I took the day off work yesterday. I spent the day filled with all my favourite things.
- 6am crossfit
- Came home, got some presents, a crown, snuggles from my family, breakfast, got the kids ready and took them to school (which is a HUGE treat for me, I never get to do that!)
- 9:30am 75 minute hot yoga class
- home to shower, change, have a protein shake
- massage at brookstreet hotel where I had my back pounded and beat on for 60 minutes
- timothy's for a cinnamon roll and frozen choco chill (PSA: dont' ever get a frozen choco chill from Timothy's, it was gross, it got tossed out)
- pick up Beckett from daycare, a quick bath for him (he had sand in places a 3 year old shouldn't)
- dinner out with my Mom/Ricky, Sister and her kids, and my little family. I had a delicious dish of penne with rosemary cream sauce, mushrooms and chicken) it was delicious, and I finished it off with a small bowl of chocolate tartufo for dessert (no leftover cake to be stressed about)

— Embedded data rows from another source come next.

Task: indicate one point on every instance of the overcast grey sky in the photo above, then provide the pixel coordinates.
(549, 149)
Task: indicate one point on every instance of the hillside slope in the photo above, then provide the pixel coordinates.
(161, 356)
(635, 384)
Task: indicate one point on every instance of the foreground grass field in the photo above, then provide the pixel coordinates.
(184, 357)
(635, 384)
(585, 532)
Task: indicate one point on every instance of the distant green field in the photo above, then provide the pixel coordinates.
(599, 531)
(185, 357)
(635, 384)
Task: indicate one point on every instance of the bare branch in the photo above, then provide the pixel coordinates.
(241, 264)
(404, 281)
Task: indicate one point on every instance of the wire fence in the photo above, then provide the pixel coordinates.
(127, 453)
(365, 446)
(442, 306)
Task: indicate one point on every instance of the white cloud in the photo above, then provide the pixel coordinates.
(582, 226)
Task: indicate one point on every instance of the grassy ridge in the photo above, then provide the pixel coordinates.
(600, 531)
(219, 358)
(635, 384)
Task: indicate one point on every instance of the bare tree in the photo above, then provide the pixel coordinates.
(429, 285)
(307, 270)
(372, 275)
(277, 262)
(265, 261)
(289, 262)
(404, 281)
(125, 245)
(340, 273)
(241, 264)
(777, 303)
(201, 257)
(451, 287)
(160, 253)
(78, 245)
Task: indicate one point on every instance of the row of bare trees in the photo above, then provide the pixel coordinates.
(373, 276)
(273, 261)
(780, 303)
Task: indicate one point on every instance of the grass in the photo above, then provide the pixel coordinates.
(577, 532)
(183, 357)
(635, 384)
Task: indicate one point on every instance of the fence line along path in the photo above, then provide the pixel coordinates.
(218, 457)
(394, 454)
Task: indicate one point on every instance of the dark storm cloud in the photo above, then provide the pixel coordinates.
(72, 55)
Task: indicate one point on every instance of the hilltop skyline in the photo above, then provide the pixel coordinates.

This morning it was once again a 4:30 wake up (which was actually 4am - really bad night's sleep) for Soldiers of Fitness. I don't know if it was the massage, the yoga, the crossfit - but I honestly felt like I was on fire. I could finish every set we were given, I kept my form and breathed through the pain/intensity. I ran my fastest (except the last time I was carrying a water jug and my arms were dead from previous exercise so I walked the last 100-ish m). I can feel myself getting stronger. Getting faster. Getting fitter.
I've said a few times in the past that I assume people think because I'm fat that I'm also slow, weak, and not up to par. (yes, that's what I *think*, not what I know to be true). Today standing while waiting for instructions, a fellow bootcamper looked at me, asked if I was running this weekend in the national capital race weekend. I said no, and he said "wow, I thought you would be all over it". REALLY? You think that's something I would do? The first time someone, who I've never spoken to before, assumed that I would be doing something that I could actually do (I know that sentence didn't make much sense, but I've tried to reword it and can't!).
If this is what being 38 is all about - being strong, the fittest I have ever been (not the smallest, skinniest, but fittest ever), being confident, and seeing what other people see?
OH - and starting June I'm going to be a full time crossfitter with the beautiful strong and I-couldn't-live-without Amy. I can't wait! I truly believe I owe my new-found strength to crossfit.